- Potosí within Bolivia
- Capital: Potosí
- Historical era: Confederation
- • Established: 1836
- • Disestablished: 1839
- • Constituent country: Bolivia
| Preceded by | Succeeded by |
| / Potosí Department | Potosí Department / |

= Potosí Department (Peru–Bolivian Confederation) =

Department of the Peru–Bolivian Confederation

Potosí Department (Departamento de Potosí) was a department of Bolivia, a constituent country of the Peru–Bolivian Confederation, which existed from 1836 to 1839. Created alongside the confederate state, its capital was Potosí.

==History==
Potosí sent deputies to the Congress of Tapacarí in June 1836, where the Bolivian government, under the command of General Andrés de Santa Cruz agreed that after the military intervention in Peru, give recognition to the creation of the Peruvian-Bolivian Confederation.
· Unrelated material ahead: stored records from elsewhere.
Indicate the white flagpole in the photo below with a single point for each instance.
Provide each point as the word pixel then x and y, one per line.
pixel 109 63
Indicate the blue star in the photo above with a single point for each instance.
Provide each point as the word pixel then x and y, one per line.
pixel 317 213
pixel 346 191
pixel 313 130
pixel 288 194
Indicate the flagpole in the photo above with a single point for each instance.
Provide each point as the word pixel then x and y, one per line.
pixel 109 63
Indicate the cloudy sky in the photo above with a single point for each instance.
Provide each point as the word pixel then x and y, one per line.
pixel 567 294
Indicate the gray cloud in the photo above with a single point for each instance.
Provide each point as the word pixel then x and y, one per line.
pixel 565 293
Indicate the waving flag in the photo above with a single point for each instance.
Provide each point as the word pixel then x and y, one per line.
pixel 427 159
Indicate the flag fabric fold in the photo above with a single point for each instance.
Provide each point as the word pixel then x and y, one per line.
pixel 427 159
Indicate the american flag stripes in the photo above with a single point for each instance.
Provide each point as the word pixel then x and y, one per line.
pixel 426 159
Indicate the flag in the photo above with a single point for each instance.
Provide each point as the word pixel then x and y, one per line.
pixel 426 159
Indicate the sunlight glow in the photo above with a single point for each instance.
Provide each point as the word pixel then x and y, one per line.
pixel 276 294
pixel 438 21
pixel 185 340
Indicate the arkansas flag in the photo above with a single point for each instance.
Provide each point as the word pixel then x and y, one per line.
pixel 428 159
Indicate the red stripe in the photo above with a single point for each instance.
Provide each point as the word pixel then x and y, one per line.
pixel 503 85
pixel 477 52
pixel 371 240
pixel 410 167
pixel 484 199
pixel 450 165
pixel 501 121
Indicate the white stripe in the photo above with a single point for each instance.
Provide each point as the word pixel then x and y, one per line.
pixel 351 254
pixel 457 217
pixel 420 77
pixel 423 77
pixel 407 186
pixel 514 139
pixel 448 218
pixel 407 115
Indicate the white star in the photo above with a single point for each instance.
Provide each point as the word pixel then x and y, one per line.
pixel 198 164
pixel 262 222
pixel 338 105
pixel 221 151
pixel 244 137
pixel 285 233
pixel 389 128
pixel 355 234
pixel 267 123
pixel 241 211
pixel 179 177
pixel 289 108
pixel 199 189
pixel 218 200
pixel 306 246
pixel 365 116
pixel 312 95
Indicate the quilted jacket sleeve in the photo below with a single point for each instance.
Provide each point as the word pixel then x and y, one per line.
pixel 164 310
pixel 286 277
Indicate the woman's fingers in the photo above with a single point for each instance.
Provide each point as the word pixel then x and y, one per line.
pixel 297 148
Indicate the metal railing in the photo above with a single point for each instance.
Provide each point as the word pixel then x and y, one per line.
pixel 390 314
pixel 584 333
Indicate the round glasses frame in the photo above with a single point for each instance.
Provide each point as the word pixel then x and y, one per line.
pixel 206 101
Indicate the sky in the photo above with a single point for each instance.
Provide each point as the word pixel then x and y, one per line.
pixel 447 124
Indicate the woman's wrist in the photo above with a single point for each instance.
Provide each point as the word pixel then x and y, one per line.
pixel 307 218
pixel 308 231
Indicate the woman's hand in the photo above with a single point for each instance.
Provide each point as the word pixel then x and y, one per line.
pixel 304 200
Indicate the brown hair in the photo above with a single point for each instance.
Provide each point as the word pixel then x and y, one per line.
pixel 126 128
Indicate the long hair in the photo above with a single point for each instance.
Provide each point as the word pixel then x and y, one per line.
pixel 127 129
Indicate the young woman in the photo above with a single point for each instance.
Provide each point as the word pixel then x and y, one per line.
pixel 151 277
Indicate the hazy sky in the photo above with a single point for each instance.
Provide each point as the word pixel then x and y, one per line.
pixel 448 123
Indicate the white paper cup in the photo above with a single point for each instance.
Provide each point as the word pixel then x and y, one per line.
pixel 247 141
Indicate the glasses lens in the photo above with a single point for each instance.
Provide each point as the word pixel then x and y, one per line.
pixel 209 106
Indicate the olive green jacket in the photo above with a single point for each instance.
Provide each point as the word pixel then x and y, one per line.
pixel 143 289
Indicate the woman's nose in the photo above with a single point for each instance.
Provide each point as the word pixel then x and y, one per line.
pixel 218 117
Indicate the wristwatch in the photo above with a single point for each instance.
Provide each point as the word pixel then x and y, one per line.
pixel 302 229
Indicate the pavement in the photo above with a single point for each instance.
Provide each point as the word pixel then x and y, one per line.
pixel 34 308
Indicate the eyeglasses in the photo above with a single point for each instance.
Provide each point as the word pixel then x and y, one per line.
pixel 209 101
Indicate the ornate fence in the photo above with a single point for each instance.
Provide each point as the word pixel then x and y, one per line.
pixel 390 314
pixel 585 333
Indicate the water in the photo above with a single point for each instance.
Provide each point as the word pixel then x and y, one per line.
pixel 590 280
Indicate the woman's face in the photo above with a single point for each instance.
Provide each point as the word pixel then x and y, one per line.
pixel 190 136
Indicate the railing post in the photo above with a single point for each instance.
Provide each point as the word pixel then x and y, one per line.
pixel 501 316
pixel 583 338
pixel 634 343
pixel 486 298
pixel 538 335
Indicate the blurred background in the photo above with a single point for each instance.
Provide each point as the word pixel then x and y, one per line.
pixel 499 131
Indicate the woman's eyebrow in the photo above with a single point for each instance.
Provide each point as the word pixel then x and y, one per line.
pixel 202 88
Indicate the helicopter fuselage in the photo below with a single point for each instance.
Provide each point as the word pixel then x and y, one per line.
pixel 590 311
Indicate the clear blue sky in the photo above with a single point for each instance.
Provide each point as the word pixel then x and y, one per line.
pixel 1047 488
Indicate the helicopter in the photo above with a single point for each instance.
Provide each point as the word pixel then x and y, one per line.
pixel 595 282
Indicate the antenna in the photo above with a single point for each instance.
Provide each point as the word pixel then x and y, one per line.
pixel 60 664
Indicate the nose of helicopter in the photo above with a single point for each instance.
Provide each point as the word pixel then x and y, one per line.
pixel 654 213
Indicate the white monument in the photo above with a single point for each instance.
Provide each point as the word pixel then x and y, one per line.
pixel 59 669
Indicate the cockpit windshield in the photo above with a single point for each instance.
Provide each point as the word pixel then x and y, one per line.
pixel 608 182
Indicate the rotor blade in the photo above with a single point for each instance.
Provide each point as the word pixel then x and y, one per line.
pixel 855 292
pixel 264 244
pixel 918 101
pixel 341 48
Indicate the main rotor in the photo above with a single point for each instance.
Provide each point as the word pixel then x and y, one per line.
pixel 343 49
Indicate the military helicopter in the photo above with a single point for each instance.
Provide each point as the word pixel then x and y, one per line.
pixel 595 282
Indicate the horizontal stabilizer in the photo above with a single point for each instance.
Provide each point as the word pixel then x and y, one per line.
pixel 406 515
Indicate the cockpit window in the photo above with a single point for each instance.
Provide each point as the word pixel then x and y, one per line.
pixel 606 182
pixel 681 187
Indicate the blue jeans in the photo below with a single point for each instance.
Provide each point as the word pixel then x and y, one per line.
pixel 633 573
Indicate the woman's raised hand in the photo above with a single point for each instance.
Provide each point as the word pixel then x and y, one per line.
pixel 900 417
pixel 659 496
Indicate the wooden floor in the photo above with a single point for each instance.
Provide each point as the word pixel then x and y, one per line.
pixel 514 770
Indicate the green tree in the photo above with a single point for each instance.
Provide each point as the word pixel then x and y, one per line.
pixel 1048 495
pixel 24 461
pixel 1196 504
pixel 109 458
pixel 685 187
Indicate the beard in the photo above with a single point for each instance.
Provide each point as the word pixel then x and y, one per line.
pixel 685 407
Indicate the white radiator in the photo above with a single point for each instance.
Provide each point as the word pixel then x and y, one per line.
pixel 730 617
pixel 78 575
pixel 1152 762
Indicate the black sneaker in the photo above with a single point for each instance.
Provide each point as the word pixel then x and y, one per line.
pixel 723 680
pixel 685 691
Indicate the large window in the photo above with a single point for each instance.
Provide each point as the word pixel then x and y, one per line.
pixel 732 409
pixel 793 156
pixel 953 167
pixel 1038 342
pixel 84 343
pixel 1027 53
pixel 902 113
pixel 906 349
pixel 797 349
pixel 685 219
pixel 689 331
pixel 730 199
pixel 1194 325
The Fundamental Law of 1837, signed in the city of Tacna, with the approval of the self-proclaimed supreme protector Andrés de Santa Cruz, recognized Potosí as a founding department of the Confederation.

Potosí was subject to the General Government, its governor was appointed by the president of the State, and this in turn was appointed by the supreme protector on duty. The governor was obliged to elect representatives of his department to participate in congressional meetings, which were ordered by the president of the Bolivian State.